According to Ma’ariv, sources inside the legal system are talking about marathon discussions and a quick decision—within just a few months—but there is no guarantee that it would be a quick trial. Which means that Liberman will have to stay out of government, while his rightful possession—in his eyes, at least—the Foreign Office, is deposited with either the prime minister or with a coalition partner who would be willing to give it up, should Liberman be acquitted, or is found guilty of minor charges that won’t stand between him and a return to government.

The trial will open at two o’clock Israel time (7 AM in New York). Liberman will sit down on the defendant’s seat and, after the indictment is read, the court is expected to determine the dates on which he would have to reappear at the same courtroom.

Liberman is accused of fraud and breach of trust during the appointment of the former ambassador to Belarus Ze’ev Ben Aryeh as ambassador to Latvia.
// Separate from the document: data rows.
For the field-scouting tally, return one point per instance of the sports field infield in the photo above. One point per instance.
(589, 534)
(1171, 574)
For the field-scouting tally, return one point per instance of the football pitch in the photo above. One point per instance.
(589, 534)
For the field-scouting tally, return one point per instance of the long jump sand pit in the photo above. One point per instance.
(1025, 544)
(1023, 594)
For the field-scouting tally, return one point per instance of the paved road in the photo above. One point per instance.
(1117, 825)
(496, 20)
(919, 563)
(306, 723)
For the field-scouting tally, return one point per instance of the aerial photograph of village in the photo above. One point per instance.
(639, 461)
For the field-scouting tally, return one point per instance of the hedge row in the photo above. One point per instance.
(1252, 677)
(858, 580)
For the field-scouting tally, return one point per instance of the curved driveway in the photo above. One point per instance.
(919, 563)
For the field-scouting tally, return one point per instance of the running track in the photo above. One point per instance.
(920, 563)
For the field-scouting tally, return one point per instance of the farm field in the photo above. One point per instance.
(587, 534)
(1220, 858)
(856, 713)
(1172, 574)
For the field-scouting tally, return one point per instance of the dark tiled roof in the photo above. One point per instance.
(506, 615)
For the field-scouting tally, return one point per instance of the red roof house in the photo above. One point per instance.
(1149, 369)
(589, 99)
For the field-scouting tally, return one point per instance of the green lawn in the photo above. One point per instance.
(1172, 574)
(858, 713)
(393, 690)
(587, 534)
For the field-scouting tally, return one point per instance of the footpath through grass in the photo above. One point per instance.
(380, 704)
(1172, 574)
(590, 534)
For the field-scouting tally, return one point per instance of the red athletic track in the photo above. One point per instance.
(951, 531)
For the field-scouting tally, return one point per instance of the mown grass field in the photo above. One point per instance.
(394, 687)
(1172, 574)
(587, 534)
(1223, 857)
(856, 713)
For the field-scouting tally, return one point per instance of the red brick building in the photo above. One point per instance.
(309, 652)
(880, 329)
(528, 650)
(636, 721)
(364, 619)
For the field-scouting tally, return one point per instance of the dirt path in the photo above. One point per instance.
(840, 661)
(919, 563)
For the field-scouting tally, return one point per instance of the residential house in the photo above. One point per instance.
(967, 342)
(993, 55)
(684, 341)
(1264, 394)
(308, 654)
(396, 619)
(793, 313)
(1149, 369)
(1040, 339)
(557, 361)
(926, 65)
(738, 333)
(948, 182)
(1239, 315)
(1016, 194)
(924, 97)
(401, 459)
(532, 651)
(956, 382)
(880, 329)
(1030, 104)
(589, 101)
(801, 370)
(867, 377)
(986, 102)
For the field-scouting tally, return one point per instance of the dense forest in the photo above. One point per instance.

The indictment states that Ben Aryeh was advanced in the Foreign Ministry after handing Liberman confidential information about the investigation that was being conducted against the minister in the major case against him, known as the “straw companies.”
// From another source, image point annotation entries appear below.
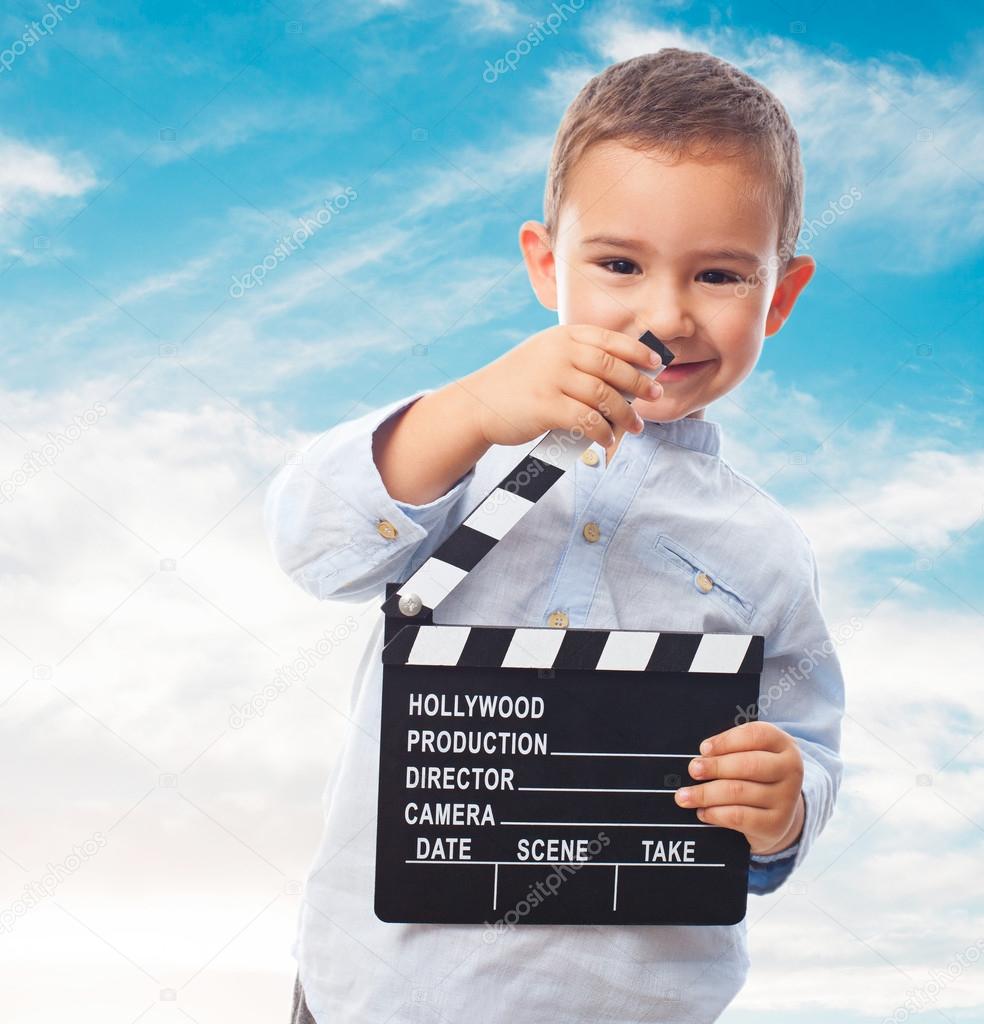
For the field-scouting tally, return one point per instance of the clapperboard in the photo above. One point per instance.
(527, 774)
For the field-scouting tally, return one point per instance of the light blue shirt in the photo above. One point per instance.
(672, 514)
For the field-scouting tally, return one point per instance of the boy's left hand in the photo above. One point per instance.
(755, 774)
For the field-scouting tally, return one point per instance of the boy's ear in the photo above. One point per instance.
(796, 276)
(535, 245)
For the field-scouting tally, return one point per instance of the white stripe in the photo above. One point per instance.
(533, 648)
(720, 652)
(433, 582)
(499, 513)
(561, 449)
(630, 650)
(438, 644)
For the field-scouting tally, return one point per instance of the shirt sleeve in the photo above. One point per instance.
(802, 692)
(332, 524)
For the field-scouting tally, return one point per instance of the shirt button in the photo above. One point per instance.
(386, 528)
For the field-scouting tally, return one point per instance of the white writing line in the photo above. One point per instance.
(571, 863)
(578, 788)
(597, 754)
(611, 824)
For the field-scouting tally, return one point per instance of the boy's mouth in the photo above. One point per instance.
(678, 371)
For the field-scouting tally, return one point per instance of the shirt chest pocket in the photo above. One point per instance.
(707, 583)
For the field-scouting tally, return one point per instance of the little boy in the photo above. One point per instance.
(673, 205)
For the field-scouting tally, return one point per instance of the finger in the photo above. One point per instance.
(628, 381)
(757, 766)
(594, 425)
(747, 736)
(751, 820)
(595, 392)
(725, 792)
(631, 349)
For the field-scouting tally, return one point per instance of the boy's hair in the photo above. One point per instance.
(684, 103)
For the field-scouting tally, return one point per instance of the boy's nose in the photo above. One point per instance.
(668, 316)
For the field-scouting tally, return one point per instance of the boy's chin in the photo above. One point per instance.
(667, 409)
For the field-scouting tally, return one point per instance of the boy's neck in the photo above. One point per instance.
(697, 414)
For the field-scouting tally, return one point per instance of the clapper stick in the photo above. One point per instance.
(498, 513)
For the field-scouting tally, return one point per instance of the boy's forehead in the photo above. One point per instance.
(617, 192)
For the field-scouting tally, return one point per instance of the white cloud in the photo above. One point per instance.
(859, 124)
(493, 15)
(146, 664)
(33, 179)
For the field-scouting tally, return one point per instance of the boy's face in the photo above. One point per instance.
(685, 249)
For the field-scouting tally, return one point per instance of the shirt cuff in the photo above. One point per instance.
(768, 871)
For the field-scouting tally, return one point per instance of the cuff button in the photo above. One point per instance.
(386, 528)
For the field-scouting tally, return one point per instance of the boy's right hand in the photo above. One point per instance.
(567, 376)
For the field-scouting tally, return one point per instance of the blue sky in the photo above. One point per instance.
(152, 154)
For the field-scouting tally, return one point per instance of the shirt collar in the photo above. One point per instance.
(699, 435)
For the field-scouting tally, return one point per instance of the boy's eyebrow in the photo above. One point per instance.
(741, 255)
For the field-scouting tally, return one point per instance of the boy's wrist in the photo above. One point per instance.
(793, 834)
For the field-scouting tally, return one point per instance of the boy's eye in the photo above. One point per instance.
(618, 265)
(719, 276)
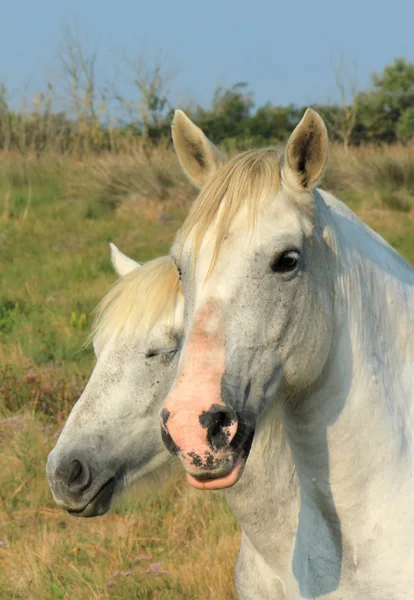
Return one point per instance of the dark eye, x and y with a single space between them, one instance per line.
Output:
286 262
162 354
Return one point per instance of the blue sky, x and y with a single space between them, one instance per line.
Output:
282 49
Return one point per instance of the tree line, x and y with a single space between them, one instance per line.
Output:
383 114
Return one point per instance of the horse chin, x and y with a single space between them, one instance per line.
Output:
223 481
100 503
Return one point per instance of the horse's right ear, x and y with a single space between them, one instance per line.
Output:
306 152
198 157
122 263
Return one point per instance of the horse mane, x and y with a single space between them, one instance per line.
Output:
248 179
138 300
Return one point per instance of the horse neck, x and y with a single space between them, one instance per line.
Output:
356 423
265 501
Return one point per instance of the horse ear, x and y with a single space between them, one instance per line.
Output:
198 157
306 152
121 263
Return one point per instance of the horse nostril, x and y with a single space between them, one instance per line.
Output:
75 472
218 421
78 476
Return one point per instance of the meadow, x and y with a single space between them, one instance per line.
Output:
162 540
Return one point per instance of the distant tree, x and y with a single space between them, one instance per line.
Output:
381 109
273 123
341 119
229 114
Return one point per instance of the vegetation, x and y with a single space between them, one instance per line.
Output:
71 180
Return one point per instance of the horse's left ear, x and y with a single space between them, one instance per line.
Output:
198 157
122 263
306 152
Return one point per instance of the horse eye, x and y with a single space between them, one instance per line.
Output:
286 262
161 354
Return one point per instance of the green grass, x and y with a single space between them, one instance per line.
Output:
55 267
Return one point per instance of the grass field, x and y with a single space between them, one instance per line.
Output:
162 540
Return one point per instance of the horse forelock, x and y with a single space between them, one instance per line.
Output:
249 180
138 300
The Attorney General eventually decided not to prosecute Liberman on that case (no one would talk to the investigators), but to limit the indictment to the simpler “ambassador” case, which is why it is estimated that the trial would end quickly. Especially since the defendant is just as eager to be done with it as the prosecution. On the other hand, if a plea bargain that would have permitted Liberman to proceed with his interrupted political career were on the table—it would have been signed by now. So no one can be certain just how long this thing will last. And remember the cardinal rule about lengthy trials – they tend to bring up new information that often spawns new trials.

The indictment states that Liberman promoted Ben Aryeh at the Foreign Ministry in two major roles: one as staff political advisor to the Foreign Minister, and the other as Ambassador to Latvia. Although it is a relatively light case, compared to the straw companies case—which has been closed without trial—should the judges decide to include a shame-inducing element (kalon) to Liberman’s sentence, it could be a mortal blow to his political future, with serious implications on the future of the Israel Beiteinu party.

A kalon sentence prevents the accused of returning to elected office for seven years.

The key witness is expected to be a member of the appointments committee that decided to designate Ben Aryeh as the ambassador to Latvia, Liberman’s former deputy Danny Ayalon. Originally, while things with his boss appeared good as good can be, and no clouds were hovering in the blue sky of their friendship, Ayalon could not for the life of him recall any attempt on Liberman’s part to influence the appointments process. But after his boss chose the moment of their ride in a car together to inform Ayalon he was off the list of viable candidates for the Knesset—on their way to the event where Liberman was to read the list to the press—Ayalon experienced a miraculous memory recovery, complete with all the details of how Liberman actually did influence the process, and how.